On 12/15/2010 01:20 PM, Thomas Hellstrom wrote:
On 12/15/2010 09:23 AM, Marek Olšák wrote:
On Tue, Dec 14, 2010 at 8:10 PM, Thomas Hellstrom <thellst...@vmware.com <mailto:thellst...@vmware.com>> wrote:

    Hmm,

    for the uninformed, where do we need to use spinlocks in gallium
    and how do
    we avoid using them on an UP system?


I plan to use spinlocks to guard very simple code like the macro remove_from_list, which might be, under some circumstances, called too often. Entering and leaving a mutex is quite visible in callgrind.

What does UP stand for?

Marek

I've also noted that mutexes show up high on profiling on a number of occasions, but

Linux mutexes should theoretically be roughly as fast as spinlocks unless there is high contention. (They shouldn't call into the kernel unless there is contention). If this is not the case it is worth figuring out why.

At a first glance, looking at this article,

http://www.alexonlinux.com/pthread-mutex-vs-pthread-spinlock

spinlocks should be superior for things like quick list manipulation, but If I try that code with the second thread disabled (thus avoiding lock contention), it turns out that in the uncontended case, spinlocks are only some 13% faster.

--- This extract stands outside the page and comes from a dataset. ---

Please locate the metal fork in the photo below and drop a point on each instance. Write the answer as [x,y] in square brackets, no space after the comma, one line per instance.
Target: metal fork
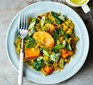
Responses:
[22,30]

The problem with spinlocks in user-space is that a context switch may occur in a locked section and that will have other processes trying to lock spinning until the process holding the lock is scheduled again.

On uni-processor (UP) systems spinlocks are particularly bad, since if there is contention on a lock, the process will always continue to spin until a timeout context switch, and thus behave much worse than a mutex which will context switch immediately. (This is of course unless pthread spinlocks does some magic I'm not aware of)


Trying the code with two threads on a uni-processor desktop system, spinlocks are some 63% slower than mutexes. This is with a kernel tick of 1000HZ. Probably spinlock stats would be much worse with a slower tick.


In kernel space the situation is different, since spinlocks block preemption and contention can thus never occur on uniprocessor systems.

There are of course situations where user-space spinlocks are faster (high contention and low chance of context switch), but that really means the user needs to know exactly what he's doing and the drawbacks of using spinlocks.

I don't really think we should add spinlocks to gallium without

a) Figuring out why, in your case, mutexes behave so much worse than spinlocks. Do you expect high lock contention?
b) adding some kind of warning about the drawbacks of using them.


Finally, trying to repeat the author's findings on my dual-processor system, Spinlocks are faster (but not nearly as much as the author states, but that's probably because my CPUs are faster hence lower lock contention), but the cpu-usage is roughly the same as in the mutex case.

Given this, I would advise strongly against building spinlocks into any code that might be run on a uni-processor system. Particularly gallium utility code. If we want to get rid of unnecessary locking overhead we should probably fix the code up to avoid taking the locks when not strictly needed.